Download Simultaneous Statistical Inference Book in PDF, Epub and Kindle

This monograph will provide an in-depth mathematical treatment of modern multiple test procedures controlling the false discovery rate (FDR) and related error measures, particularly addressing applications to fields such as genetics, proteomics, neuroscience and general biology. The book will also include a detailed description how to implement these methods in practice. Moreover new developments focusing on non-standard assumptions are also included, especially multiple tests for discrete data. The book primarily addresses researchers and practitioners but will also be beneficial for graduate students.

Modeling Dose-Response Microarray Data in Early Drug Development Experiments Using R

Modeling Dose-Response Microarray Data in Early Drug Development Experiments Using R
Author: Dan Lin
Publisher: Springer Science & Business Media
Total Pages: 285
Release: 2012-08-27
Genre: Mathematics
ISBN: 3642240070

Download Modeling Dose-Response Microarray Data in Early Drug Development Experiments Using R Book in PDF, Epub and Kindle

This book focuses on the analysis of dose-response microarray data in pharmaceutical settings, the goal being to cover this important topic for early drug development experiments and to provide user-friendly R packages that can be used to analyze this data. It is intended for biostatisticians and bioinformaticians in the pharmaceutical industry, biologists, and biostatistics/bioinformatics graduate students. Part I of the book is an introduction, in which we discuss the dose-response setting and the problem of estimating normal means under order restrictions. In particular, we discuss the pooled-adjacent-violator (PAV) algorithm and isotonic regression, as well as inference under order restrictions and non-linear parametric models, which are used in the second part of the book. Part II is the core of the book, in which we focus on the analysis of dose-response microarray data.

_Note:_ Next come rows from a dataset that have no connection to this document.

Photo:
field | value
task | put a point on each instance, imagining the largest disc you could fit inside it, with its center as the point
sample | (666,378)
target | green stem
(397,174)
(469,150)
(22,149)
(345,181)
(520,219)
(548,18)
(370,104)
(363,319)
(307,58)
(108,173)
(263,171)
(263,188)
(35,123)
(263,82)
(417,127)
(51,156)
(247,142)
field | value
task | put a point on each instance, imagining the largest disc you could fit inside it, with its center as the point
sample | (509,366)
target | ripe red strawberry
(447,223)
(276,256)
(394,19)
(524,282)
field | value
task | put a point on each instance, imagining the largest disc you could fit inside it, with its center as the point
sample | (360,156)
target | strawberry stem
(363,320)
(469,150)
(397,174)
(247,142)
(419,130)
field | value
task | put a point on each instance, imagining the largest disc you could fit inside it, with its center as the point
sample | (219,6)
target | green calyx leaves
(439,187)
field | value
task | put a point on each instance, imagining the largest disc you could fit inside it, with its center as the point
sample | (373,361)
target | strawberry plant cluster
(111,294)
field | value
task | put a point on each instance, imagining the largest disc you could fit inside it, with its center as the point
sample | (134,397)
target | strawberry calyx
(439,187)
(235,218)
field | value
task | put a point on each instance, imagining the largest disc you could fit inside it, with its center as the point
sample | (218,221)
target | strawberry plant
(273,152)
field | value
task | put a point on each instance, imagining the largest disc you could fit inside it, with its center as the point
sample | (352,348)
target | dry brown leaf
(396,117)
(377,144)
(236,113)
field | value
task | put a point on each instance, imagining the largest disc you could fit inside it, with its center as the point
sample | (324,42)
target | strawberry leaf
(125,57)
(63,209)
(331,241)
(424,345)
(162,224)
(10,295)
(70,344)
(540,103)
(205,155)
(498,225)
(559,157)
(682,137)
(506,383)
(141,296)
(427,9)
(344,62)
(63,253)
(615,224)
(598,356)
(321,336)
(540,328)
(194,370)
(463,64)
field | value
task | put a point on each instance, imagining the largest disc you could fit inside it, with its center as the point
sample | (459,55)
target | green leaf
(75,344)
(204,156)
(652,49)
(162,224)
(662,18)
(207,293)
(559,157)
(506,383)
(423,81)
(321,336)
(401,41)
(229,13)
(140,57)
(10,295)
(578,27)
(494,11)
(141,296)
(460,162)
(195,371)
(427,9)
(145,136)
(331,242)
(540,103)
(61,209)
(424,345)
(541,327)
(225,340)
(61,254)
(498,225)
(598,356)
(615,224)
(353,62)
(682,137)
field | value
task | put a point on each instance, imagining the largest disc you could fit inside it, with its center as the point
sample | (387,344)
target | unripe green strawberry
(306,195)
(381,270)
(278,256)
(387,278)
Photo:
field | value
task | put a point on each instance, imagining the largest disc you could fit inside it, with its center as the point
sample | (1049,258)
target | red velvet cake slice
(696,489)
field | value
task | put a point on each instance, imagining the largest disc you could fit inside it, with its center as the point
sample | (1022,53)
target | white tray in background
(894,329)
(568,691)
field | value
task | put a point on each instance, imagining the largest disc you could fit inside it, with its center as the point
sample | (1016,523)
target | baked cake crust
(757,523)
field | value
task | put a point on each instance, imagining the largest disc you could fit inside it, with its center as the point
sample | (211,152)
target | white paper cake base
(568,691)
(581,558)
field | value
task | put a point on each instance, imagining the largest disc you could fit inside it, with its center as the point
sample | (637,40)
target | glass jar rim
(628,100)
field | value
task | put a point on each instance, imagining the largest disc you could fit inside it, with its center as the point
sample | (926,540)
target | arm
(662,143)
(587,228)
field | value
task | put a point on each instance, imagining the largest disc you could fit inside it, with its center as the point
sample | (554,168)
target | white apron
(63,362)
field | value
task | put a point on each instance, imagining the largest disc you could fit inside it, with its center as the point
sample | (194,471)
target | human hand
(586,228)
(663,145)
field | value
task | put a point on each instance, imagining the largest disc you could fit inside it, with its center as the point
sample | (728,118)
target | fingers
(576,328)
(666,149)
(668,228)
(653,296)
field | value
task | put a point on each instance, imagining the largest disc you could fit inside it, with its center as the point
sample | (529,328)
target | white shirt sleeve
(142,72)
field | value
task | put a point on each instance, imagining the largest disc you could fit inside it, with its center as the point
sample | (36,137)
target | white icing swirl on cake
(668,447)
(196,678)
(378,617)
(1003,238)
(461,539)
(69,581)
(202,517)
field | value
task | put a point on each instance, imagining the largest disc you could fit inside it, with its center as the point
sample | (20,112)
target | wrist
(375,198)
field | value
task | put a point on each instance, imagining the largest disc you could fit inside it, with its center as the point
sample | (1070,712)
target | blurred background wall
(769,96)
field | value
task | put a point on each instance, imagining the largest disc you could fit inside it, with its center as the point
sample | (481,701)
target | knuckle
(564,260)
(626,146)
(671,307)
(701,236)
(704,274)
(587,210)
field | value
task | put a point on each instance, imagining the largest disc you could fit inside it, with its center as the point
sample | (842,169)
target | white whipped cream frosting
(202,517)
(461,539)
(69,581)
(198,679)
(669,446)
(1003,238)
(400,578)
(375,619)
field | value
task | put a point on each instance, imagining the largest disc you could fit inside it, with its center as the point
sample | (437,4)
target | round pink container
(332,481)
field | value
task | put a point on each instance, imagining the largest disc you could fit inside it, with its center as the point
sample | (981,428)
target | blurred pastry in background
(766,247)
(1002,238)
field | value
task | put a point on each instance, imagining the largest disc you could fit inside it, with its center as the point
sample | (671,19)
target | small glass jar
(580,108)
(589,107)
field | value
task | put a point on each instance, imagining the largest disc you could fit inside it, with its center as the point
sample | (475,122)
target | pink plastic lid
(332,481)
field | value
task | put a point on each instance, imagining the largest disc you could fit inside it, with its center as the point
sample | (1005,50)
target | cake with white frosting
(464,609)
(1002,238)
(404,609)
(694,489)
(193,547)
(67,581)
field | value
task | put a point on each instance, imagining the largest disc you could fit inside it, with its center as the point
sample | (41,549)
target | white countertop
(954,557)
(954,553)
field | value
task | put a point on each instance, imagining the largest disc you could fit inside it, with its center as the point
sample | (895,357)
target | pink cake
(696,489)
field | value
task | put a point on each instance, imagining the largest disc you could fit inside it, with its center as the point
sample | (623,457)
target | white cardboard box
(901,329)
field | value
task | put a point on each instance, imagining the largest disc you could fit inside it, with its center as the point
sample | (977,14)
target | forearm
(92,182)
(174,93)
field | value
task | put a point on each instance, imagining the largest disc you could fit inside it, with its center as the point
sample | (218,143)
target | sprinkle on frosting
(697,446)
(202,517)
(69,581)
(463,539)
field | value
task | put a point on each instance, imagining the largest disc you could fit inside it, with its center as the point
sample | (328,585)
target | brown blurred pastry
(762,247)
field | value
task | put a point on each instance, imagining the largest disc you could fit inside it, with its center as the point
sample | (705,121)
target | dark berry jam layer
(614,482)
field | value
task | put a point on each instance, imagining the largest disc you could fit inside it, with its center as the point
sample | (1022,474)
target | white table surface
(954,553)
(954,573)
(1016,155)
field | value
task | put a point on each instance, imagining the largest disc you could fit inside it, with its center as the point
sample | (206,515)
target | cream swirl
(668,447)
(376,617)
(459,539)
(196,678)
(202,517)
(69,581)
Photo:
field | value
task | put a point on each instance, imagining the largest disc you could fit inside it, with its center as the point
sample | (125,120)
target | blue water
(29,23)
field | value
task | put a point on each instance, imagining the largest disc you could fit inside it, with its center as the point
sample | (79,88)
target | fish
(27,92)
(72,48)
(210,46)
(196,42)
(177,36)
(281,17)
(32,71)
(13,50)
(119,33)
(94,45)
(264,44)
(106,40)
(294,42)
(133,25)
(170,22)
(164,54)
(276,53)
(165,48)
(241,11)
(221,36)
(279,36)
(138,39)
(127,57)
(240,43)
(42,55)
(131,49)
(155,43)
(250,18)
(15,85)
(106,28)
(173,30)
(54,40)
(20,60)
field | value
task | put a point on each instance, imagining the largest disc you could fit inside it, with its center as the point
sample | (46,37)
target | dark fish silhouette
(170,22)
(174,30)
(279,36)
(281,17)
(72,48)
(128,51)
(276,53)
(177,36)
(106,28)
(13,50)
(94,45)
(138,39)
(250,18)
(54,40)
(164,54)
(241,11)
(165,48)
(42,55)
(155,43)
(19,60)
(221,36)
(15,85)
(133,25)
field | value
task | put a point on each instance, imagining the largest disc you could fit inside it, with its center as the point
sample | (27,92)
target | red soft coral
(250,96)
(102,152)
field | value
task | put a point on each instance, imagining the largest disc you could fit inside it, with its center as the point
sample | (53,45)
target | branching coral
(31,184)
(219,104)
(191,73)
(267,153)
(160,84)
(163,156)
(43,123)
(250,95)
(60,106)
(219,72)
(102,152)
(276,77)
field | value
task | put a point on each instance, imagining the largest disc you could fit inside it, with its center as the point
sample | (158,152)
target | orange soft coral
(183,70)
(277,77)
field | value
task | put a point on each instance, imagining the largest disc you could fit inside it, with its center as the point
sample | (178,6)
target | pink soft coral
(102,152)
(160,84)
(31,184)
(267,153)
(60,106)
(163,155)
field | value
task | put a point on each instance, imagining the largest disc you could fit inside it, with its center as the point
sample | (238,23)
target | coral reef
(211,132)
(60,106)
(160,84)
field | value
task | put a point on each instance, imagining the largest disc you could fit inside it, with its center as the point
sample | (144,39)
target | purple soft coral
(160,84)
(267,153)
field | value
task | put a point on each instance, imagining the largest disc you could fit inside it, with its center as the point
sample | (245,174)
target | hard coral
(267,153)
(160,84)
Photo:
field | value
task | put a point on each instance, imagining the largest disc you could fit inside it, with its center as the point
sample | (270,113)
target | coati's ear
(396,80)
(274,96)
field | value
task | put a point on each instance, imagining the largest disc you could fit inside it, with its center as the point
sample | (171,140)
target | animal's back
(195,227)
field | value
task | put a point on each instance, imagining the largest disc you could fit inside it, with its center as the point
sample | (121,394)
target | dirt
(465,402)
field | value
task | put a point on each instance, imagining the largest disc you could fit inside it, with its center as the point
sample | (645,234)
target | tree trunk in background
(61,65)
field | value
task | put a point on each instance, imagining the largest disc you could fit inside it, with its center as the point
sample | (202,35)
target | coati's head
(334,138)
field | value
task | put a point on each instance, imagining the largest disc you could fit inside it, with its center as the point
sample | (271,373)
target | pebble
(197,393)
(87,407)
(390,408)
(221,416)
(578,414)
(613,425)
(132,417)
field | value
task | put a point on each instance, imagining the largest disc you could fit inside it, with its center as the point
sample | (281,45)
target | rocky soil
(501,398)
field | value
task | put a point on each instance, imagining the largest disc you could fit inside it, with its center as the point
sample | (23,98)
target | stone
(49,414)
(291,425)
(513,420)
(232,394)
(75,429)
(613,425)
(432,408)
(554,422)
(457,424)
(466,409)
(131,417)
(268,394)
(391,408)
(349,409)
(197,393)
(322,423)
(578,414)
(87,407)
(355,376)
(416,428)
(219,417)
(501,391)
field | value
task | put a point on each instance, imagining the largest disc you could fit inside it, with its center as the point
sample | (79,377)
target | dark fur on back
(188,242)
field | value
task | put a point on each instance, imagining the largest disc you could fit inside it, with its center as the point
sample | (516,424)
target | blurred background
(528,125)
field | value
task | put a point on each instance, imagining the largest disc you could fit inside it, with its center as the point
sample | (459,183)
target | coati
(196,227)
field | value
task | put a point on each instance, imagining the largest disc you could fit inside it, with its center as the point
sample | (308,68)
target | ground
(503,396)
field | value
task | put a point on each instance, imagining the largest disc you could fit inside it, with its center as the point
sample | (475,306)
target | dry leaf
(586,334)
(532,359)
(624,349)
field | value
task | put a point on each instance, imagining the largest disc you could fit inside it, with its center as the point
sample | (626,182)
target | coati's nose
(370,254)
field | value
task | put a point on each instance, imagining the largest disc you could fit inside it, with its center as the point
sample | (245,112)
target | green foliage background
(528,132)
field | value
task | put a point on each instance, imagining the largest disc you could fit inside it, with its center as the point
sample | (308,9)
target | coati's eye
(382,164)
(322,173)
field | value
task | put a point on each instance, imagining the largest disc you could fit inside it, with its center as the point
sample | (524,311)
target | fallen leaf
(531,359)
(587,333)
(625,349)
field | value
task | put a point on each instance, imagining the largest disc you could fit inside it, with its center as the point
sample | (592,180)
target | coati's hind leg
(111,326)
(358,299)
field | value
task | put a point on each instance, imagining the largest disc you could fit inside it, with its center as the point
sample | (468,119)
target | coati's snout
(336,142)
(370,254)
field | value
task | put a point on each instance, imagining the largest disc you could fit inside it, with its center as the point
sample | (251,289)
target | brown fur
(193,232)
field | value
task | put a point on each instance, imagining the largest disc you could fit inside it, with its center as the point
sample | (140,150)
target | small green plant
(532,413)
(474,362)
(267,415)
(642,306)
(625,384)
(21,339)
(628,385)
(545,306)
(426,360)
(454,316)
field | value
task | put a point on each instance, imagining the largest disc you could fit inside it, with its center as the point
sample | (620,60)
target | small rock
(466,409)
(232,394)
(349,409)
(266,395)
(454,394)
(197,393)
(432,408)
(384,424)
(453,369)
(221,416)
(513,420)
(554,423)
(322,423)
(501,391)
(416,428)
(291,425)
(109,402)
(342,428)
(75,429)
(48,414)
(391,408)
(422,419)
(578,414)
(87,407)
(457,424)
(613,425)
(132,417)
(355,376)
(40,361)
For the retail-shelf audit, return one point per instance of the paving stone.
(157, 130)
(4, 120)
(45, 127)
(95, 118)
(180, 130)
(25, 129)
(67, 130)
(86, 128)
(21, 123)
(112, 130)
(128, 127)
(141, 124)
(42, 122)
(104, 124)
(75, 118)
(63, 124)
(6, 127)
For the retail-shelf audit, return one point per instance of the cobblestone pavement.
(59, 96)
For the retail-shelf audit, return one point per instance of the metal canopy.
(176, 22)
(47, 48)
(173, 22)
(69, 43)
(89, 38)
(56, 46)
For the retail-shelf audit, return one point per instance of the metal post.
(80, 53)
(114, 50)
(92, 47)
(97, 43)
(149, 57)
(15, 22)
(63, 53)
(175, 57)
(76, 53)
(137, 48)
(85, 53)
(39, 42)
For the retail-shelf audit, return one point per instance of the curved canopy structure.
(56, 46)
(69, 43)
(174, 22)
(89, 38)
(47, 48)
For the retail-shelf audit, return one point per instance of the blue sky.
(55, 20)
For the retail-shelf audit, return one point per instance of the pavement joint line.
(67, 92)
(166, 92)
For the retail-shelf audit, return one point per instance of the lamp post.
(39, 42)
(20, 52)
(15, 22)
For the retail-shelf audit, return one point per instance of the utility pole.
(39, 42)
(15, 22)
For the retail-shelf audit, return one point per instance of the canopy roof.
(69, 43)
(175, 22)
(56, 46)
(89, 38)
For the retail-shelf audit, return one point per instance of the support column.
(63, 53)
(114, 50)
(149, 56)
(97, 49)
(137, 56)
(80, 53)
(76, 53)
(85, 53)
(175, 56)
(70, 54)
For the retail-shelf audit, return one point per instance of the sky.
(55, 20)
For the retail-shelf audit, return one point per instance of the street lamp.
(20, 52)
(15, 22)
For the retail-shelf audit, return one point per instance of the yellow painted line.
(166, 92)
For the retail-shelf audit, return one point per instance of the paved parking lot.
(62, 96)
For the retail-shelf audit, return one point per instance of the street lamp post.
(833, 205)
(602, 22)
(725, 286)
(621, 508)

Methodological topics discussed include: • Multiplicity adjustment • Test statistics and procedures for the analysis of dose-response microarray data • Resampling-based inference and use of the SAM method for small-variance genes in the data • Identification and classification of dose-response curve shapes • Clustering of order-restricted (but not necessarily monotone) dose-response profiles • Gene set analysis to facilitate the interpretation of microarray results • Hierarchical Bayesian models and Bayesian variable selection • Non-linear models for dose-response microarray data • Multiple contrast tests • Multiple confidence intervals for selected parameters adjusted for the false coverage-statement rate All methodological issues in the book are illustrated using real-world examples of dose-response microarray datasets from early drug development experiments.